Trautwein founded Pathway, beginning with his own clinic in 2003, and grew it to more than 30 clinics by 2016. At that time, Morgan Stanley Global Private Equity acquired a majority stake in the company. The funding fueled the purchase of more than 100 practices as part of an "acquisition growth strategy," according to a story in the (Austin) Statesman.

Today, Pathway has more than 200 practices in 33 states. With an expanded number of veterinarian shareholders, Morgan Stanley's portion of the company has since dropped below 50%, according to Trautwein.

All Pathway hospitals are VGP members, but not all VGP members are Pathway hospitals, and the connection between the companies is not identified on either website.
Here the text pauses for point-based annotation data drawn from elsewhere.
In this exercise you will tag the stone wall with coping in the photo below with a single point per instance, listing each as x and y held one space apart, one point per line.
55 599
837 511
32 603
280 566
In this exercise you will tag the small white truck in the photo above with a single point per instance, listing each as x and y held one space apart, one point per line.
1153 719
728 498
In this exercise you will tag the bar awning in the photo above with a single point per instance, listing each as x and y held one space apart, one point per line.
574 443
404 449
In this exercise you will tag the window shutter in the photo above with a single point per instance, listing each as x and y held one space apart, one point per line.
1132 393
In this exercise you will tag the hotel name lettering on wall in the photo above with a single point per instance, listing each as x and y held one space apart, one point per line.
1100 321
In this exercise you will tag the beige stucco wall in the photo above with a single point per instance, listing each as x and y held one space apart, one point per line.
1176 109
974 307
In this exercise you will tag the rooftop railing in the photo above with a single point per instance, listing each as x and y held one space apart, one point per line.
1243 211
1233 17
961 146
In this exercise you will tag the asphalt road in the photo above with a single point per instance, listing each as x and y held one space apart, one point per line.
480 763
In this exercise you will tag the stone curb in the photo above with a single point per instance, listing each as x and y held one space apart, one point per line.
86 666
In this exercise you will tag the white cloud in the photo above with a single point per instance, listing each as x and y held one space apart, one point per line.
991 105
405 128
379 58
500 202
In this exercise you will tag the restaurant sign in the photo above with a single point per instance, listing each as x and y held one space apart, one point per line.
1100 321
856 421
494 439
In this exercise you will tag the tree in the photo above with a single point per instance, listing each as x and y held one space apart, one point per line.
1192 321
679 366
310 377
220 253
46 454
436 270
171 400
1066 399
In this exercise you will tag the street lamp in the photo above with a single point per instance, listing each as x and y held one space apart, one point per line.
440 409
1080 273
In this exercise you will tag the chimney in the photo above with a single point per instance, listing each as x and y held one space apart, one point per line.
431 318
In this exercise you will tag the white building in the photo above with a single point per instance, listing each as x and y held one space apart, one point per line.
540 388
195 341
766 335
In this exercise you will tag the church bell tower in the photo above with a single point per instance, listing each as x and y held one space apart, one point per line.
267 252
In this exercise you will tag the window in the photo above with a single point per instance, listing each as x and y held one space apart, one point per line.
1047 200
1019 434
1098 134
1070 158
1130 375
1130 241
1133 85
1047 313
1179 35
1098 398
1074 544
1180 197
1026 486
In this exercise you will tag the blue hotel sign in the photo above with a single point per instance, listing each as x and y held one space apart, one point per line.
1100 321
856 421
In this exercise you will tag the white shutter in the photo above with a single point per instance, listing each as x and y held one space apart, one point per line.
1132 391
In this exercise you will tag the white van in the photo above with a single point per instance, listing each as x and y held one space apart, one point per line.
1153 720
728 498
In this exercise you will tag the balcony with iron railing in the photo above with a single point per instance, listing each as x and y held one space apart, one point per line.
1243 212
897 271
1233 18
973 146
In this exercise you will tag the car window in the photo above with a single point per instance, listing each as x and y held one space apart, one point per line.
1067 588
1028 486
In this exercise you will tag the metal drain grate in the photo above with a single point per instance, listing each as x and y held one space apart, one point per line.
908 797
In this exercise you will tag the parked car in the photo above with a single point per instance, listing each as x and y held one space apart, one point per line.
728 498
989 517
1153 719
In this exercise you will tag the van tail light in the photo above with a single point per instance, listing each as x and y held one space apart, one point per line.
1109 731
The relationship is "not hidden but it's not overt," Trautwein said. "They are sister companies each with a different leadership team."

Loyalty requirements may be coming

Practice owners and managers talk openly about belonging to multiple GPOs so they can comparison-shop and get access to a variety of vendors.

That habit poses challenges for GPOs. Most make the bulk of their income from fees paid by participating vendors based on member purchases. If members belong to several GPOs with overlapping vendor deals, a particular GPO may not receive credit for a sale. Less activity per member affects a GPO's bottom line and can lead to less favorable terms from vendors or even vendors dropping a GPO.

"Groups with more members and active purchasers gain more traction with manufacturers and distributors," The Veterinary Cooperative's Allison Morris told VIN News. "Split loyalty hurts all groups." In cases where vendors have agreements with multiple GPOs, Morris encourages members to select one GPO that all purchases are tracked through.

GPOs have three ways to stem dilution: They can establish purchase-level minimums, they can establish loyalty requirements or they can do both.

Only PSIvet has a stated purchase-level obligation. It asks members to commit to purchasing 80% from the GPOs' preferred vendors.

Several GPO leaders said loyalty requirements are coming. For the moment, only VMG insists on loyalty. However, many expressed a desire that practices make a commitment.

"We don't want deadbeats in our group. They hurt the overall growth goal of the company," VerticalVets' Wagoner said. "We want to be selective for members who are really interested in being a community collaborative."

Several GPO heads agree that loyalty requirements and/or purchasing minimums will likely result in further consolidation of the GPO sector.